Q: So conquering your nerves and doubts was the key to finding success on the rink?

A: It was, because nothing else changed about my game. Once I could control the mind better, things started working a lot better. Ken was magic for us. I was working on some of these things on my own, trying to be more mindful and stay in the moment, rather than what happened two ends ago, or the shot you just missed. And with Ken, that morphed into controlling my thoughts, staying more positive on the ice, and that was the turning point for us. We were the first to bring a sports psychologist to the national championship and, now, almost every team does. That positive thinking still helps me in my life today, like when I was dealing with bacterial meningitis.

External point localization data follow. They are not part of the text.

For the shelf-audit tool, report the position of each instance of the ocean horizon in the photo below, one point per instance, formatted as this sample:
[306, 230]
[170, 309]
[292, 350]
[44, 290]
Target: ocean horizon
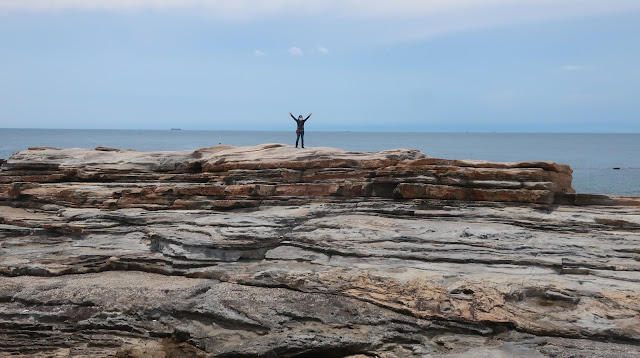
[603, 163]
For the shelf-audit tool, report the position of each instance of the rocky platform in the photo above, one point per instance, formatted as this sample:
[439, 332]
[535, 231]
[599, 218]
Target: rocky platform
[270, 251]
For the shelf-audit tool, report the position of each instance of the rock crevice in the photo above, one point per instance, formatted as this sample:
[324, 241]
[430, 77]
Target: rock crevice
[268, 251]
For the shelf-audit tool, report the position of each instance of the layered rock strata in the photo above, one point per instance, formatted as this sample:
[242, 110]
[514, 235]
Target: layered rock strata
[321, 253]
[230, 177]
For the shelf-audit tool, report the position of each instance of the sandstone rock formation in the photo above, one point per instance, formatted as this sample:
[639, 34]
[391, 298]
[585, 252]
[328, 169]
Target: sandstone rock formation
[270, 251]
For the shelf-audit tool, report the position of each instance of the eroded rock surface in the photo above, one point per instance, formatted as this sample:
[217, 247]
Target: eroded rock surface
[119, 253]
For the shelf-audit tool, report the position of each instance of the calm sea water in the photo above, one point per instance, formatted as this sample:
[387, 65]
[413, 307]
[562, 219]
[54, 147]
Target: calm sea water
[592, 156]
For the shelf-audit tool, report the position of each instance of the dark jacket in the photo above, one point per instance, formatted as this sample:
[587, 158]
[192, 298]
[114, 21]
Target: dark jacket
[300, 122]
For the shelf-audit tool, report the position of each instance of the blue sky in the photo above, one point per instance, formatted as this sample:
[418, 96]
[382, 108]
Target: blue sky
[403, 65]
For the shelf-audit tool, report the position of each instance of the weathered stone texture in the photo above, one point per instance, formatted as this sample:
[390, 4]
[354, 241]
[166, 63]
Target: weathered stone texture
[272, 252]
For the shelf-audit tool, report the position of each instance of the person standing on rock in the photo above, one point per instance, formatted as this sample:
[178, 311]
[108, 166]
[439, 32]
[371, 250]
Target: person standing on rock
[300, 130]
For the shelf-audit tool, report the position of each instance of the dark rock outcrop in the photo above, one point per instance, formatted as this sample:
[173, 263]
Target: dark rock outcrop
[321, 253]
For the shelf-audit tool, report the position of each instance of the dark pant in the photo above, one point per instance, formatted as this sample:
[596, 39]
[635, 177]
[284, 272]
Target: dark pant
[300, 135]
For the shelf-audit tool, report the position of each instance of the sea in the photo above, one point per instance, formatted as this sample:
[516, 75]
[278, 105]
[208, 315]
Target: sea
[601, 163]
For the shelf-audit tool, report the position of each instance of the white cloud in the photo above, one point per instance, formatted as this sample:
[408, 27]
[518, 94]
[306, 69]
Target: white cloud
[295, 51]
[568, 68]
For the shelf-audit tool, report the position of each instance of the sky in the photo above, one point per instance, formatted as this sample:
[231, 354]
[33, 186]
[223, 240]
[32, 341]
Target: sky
[361, 65]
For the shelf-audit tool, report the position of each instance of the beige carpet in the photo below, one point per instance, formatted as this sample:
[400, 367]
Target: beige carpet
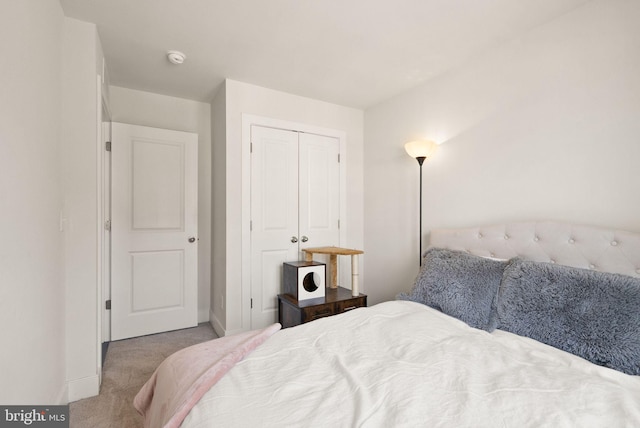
[128, 365]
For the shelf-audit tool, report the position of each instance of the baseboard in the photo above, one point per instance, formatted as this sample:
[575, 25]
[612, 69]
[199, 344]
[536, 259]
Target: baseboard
[203, 315]
[216, 324]
[83, 388]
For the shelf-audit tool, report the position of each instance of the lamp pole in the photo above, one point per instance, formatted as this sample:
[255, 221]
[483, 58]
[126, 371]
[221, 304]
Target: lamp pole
[420, 160]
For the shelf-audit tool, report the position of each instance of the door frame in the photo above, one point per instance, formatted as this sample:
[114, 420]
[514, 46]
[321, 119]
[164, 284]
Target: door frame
[247, 121]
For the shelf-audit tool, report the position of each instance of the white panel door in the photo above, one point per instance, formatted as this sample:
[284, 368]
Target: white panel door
[295, 203]
[274, 217]
[154, 230]
[319, 184]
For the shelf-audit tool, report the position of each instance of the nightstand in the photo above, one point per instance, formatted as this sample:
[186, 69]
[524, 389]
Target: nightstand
[292, 312]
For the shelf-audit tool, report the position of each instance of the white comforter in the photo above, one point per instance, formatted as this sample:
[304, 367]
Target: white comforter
[402, 364]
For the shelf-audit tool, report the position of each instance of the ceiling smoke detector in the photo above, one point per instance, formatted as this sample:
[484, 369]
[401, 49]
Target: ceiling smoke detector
[176, 57]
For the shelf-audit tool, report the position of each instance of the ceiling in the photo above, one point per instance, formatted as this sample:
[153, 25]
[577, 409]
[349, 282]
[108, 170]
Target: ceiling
[356, 53]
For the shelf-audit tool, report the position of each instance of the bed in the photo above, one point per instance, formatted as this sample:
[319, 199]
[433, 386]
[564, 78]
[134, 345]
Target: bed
[518, 325]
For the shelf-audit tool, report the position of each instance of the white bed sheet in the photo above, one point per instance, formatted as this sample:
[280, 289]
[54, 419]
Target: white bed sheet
[402, 364]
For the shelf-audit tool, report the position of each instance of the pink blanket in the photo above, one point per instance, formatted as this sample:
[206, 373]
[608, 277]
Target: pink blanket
[184, 377]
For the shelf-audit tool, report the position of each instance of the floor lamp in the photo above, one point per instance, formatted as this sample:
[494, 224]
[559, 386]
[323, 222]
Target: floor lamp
[420, 150]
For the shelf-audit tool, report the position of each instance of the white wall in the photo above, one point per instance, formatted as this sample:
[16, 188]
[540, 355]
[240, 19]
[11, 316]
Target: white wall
[79, 154]
[160, 111]
[32, 294]
[545, 127]
[219, 213]
[250, 99]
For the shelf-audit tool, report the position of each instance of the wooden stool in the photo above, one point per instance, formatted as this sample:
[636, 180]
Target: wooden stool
[333, 253]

Q: Your rink won its first Scotties Tournament of Hearts in 1982, and then you went 17 years before your next one. The sport changed a lot over that period. What was the biggest difference?

A: When I went to my first national championship in 1979, there were no fans in the stands. Then, in 1982, Scott Paper came on board and revolutionized women’s curling—they marketed it, they promoted it—and suddenly, there were 4,000 people there for each game. It was mind-blowing. And then CBC and, later, TSN started televising it. And that changed the stakes, too. Money came into play.

Q: You had a very long competitive career, and you and your teammates won six Canadian titles and two World Championships. You covered a lot of Olympic Games for CBC, but you never made it as a competitor. Is that a regret?

A: I don’t have any regrets, really. What I got out of the sport was more than I ever dreamed was possible. We took some good runs at the Olympics, but the closest we got was third in the Canadian trials. But I can’t ever say I regret that, because I loved the career we had. And for me, that was enough.

Q: Has your relationship with curling changed, now that you’re no longer competing at the highest levels?

A: It’s changed even since I wrote the book. Then I was just happy to have the game in my life. But now, we’re playing in the over-50 classification, and I would love to win a Canadian Senior Championship. I appreciate all the people I’ve met through curling. It’s been woven through the story of my life. But that win-at-all-costs attitude is, thankfully, no longer there. Still, when I step on the ice, something goes through my veins. It’s showtime. When you’ve spent over 40 years chasing something, it never leaves you.